Listening is critical. Here is my story.
Jyothi and I got married in 1988. Ours was an arranged marriage and Jyothi had stepped into a new joint family. For any new couple, the initial period of immersion calls for understanding the new or altered family dynamics and protocols. It also means contributing to any changes needed for the smooth running of the home.
We used to go for long and relaxed walks regularly inside our apartment complex and in the nearby park. There was so much to share. There were lots of new things for Jyothi and I was her point of reference to understand how things worked in our home. I had many things to share too. We were embarking on a new voyage together. There were new developments on my work front. She was also managing her career at that time. She was facing new challenges such as the long commute from the new residence. Our walk together was a great opportunity to share our thoughts and plans.
From our discussions, I was getting the sense that there were no issues and that Jyothi was very comfortable in the new family setting until one particular Saturday.
On that Saturday evening, we began our walk. As I got talking, I observed that Jyothi was unusually quiet. We would have walked for about 20 minutes in the park when we passed by a bench and Jyothi asked if she could talk to me about something. She suggested that we sit on the bench.
We sat down on the bench. It was getting dark. The summer evening breeze was blowing gently.
All was not well
She began talking. One thing led to another and she began sobbing. There was a series of issues that she was facing at home and at her office. Many of these related to the new family dynamics. Some were about the changes to her routine. I was quite taken aback. Not being prepared for this conversation. I did not have any ready answers for her issues.
I also realized that the issues Jyothi was bringing up had occurred quite some time back. We had been going on such walks pretty regularly. Why weren’t these brought up earlier? However, wisdom prevailed upon me and I just listened. At the end of some 30 minutes, one thing was clear – we would have to go through all this together and find our answers. She regained her composure and we returned home.
That bench-in-the-park moment was a turning point for me. It taught me several things – not to assume that things are in control just because no issues are being brought up, to listen fully without interrupting or confronting, to be willing to listen even if there is no solution in sight and worse, if I was the cause of the issue, and to empty the cup of issues and grievances of my life partner at regular intervals.
Bench in the park
Ever since we have had numerous bench-in-the-park conversations. In the initial years, we would actually sit on a bench and I would ask her if there were any issues she was facing. We were happy that many of the older issues were not resurfacing which meant that we were making progress. Over so many years, the bench-in-the-park has become more of a metaphor. We regularly have conversations to air our grievances and together discover or invent a solution. These bench-in-the-park moments have greatly helped us in our meandering journey of 30 years of marriage.

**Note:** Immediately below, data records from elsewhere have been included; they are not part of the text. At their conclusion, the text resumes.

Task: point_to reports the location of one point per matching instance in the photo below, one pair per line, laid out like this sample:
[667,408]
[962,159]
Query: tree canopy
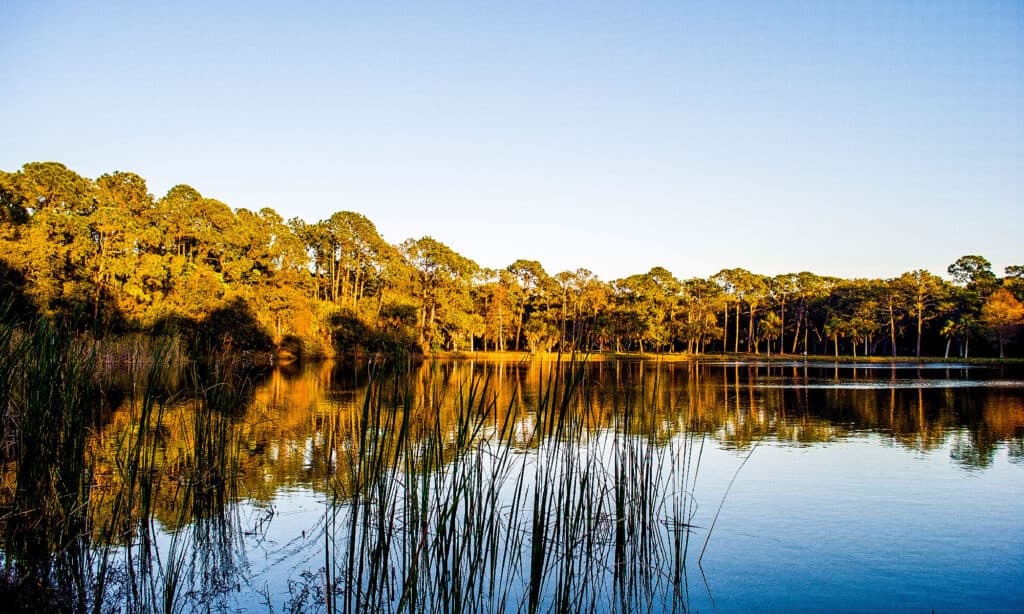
[111,257]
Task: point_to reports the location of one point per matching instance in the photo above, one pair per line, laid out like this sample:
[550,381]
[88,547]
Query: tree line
[111,257]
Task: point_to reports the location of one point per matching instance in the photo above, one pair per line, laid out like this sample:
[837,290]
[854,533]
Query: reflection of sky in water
[850,501]
[845,365]
[898,384]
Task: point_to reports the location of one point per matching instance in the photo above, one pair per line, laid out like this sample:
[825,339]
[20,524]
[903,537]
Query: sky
[859,139]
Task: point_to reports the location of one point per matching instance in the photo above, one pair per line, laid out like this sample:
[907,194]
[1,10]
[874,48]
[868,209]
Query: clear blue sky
[847,138]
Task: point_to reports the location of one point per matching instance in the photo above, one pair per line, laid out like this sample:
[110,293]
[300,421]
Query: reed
[435,516]
[438,495]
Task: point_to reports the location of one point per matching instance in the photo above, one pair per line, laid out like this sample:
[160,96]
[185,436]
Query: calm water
[836,488]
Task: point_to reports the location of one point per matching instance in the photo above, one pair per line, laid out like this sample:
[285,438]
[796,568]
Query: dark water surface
[836,487]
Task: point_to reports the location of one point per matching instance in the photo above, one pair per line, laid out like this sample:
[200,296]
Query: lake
[479,485]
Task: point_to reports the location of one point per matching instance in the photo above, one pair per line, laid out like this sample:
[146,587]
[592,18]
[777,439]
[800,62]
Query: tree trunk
[781,333]
[920,314]
[796,336]
[892,330]
[725,331]
[752,339]
[736,350]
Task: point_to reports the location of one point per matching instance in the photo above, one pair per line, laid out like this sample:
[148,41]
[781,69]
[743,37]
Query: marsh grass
[440,494]
[435,511]
[79,521]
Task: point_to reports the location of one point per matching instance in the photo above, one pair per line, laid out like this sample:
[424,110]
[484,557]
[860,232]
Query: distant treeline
[110,257]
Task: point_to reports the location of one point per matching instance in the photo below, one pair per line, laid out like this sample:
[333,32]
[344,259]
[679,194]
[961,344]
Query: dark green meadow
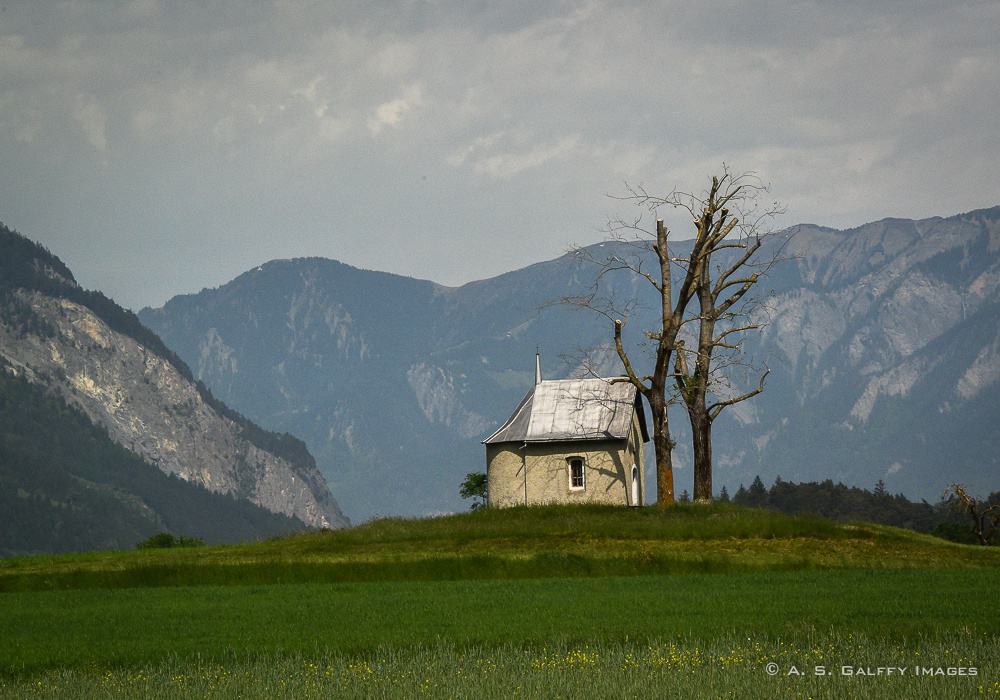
[555,598]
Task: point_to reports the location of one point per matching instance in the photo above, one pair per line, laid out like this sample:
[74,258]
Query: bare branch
[716,408]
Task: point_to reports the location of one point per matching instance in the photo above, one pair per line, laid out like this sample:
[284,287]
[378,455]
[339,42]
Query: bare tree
[985,516]
[730,218]
[720,225]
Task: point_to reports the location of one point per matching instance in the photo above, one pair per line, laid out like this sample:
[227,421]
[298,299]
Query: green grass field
[527,602]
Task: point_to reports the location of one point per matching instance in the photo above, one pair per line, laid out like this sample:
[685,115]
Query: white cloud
[92,120]
[501,164]
[391,113]
[250,114]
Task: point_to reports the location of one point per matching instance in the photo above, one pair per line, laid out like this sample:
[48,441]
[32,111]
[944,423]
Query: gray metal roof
[573,409]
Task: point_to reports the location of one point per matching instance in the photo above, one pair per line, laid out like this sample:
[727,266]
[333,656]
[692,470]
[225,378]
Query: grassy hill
[553,601]
[551,541]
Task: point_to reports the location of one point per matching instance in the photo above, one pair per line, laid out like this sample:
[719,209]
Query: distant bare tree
[726,217]
[985,516]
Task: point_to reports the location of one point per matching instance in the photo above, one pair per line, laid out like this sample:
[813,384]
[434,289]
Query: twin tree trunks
[726,218]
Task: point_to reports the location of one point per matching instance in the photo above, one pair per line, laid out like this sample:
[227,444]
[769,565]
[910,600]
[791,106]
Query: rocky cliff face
[883,343]
[150,407]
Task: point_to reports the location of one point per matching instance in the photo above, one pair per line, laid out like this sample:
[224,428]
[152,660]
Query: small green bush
[164,540]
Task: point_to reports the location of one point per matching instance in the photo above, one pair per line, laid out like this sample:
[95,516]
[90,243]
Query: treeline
[839,502]
[25,264]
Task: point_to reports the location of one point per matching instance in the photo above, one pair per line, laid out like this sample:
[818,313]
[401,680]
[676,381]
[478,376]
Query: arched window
[577,474]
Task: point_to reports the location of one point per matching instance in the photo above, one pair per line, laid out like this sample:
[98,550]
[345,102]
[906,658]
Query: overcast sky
[160,147]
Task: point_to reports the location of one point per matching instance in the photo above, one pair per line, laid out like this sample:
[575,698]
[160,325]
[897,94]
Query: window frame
[583,472]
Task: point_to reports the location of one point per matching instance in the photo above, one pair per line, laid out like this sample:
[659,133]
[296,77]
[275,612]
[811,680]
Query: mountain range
[883,341]
[108,438]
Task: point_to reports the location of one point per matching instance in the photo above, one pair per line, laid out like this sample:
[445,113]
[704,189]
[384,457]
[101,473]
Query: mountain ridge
[102,361]
[849,310]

Today in many families, conversations are limited to obtaining status updates, making it sound like a project update meeting. Some of us do not wish to hear any grievance lest we may have to take a stand and take on the issue. ‘Paucity of time’ seems like an attractive euphemism for a lack of commitment. Some of us operate with a ‘know-all’ air and talk down to our spouse. Some of us may have carefully cultivated a personality of an explosive, exploding with anger at the slightest provocation. This keeps the spouse in a perennially agreeable state, thereby avoiding the need for a conversation to resolve issues.
Nowadays, we have so many communication tools but very little communication. By the way, communication includes listening. I would say that without open conversations, there is a real risk of many old unresolved issues piling up and the partners slowly drifting apart – only the individuals will know if such a drift is happening. One flash point is all it takes for the drift to lead to a separation. Such bench-in-the-park conversations assume critical importance to cement the relationship.
What about you? Are you having your bench-in-the-park conversations with your most critical stakeholder? If not, think of starting one today.
If you haven’t had such conversations, a bench-in-the-park conversation is sure to surprise, if not, shock you.
Here’s wishing your life journey lots of open air and an open ear.
In other words, a bench-in-the-park.